Submitted by minimaxir t3_z733uy in MachineLearning

I just published a blog post with many academic experiments on getting good results from Stable Diffusion 2.0, showing that negative prompts are the key with its new text encoder:

https://minimaxir.com/2022/11/stable-diffusion-negative-prompt/

I also released Colab Notebooks to reproduce the workflow and use the negative embeddings yourself (links in comment due to antispam filters for too many URLs)

182

Comments

You must log in or register to comment.

sam__izdat t1_iy5dmp7 wrote

You may get generally better results if you remove the nonsense from the embedding, like "too many fingers" and "bad anatomy." It made some people on /r/StableDiffusion very angry, but I ran a comparison for those (several, actually), and it went exactly as expected. Some of the words in the original embedding (e.g. lowres, text, error, blurry, ugly, etc) are probably doing something like what was intended. Most of the rest are a superstitious warding ritual.

55

ReginaldIII t1_iy5li80 wrote

That is both hilarious and a really interesting result. Thanks for sharing this.

How did you search for that improved negative prompt?

It would be interesting to see a third column for the same prompts/seeds without any negative prompt as a baseline.

15

sam__izdat t1_iy5lq3w wrote

Just typed in literally the first nonsense that came to mind. I doubt there's anything special about it. I imagine a string of random characters will have roughly the same effect.

To be clear, I was just comparing the finger situation.

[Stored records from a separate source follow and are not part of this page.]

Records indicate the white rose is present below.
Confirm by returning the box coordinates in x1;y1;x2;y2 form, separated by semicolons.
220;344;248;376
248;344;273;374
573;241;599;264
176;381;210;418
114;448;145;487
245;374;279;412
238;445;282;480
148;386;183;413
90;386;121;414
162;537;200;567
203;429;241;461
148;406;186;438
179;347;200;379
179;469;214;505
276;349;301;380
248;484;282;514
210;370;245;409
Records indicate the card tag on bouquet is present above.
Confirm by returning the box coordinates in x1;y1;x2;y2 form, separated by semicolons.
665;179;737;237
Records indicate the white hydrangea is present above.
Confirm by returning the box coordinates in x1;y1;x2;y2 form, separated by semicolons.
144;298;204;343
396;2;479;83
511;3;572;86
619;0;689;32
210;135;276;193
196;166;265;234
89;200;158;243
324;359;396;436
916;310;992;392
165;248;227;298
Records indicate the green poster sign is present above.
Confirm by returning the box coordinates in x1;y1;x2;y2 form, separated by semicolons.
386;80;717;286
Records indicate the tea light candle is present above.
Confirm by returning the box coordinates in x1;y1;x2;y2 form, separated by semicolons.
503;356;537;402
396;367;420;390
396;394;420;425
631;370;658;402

Words like "ugly" do seem to have an effect -- i.e. it seems to smooth out faces, remove blemishes and wrinkles and generally makes people look a little more like headshots of supermodels, in my limited testing.

18

ReginaldIII t1_iy5motj wrote

What metric are you using to say this is an improved prompt? I think it's fair to say it is somewhat comparable but I think you'd need a set of metrics to define an improvement.

A proportion of N images produced where the hands were correct. Or a comparative user study where participants see the image pairs side by side randomly swapped and choose which they prefer.

And it definitely needs a comparison to a baseline of no negative prompt.

It will also be interesting to see if this still applies to SD 2 since it uses a different language model.

3

sam__izdat t1_iy5ms2r wrote

> What metric are you using to say this is an improved prompt.

It isn't an improved prompt. It was just a silly joke and a spoof on a research paper. Like you say, I think they are comparable -- that is, equally useless for correcting terrible hands. At least on the base model. I don't know how the anime ones are trained, so maybe that's different if someone actually went and captioned anatomical errors.

9

ReginaldIII t1_iy5nmcv wrote

I hate that I'm going to be "that guy" but it's not obvious enough that it's just a joke because it does actually produce reasonably similar results. "Improved" is, at least from this, somewhat plausible so I would be careful saying it because you don't actually mean it seriously but that isn't clear.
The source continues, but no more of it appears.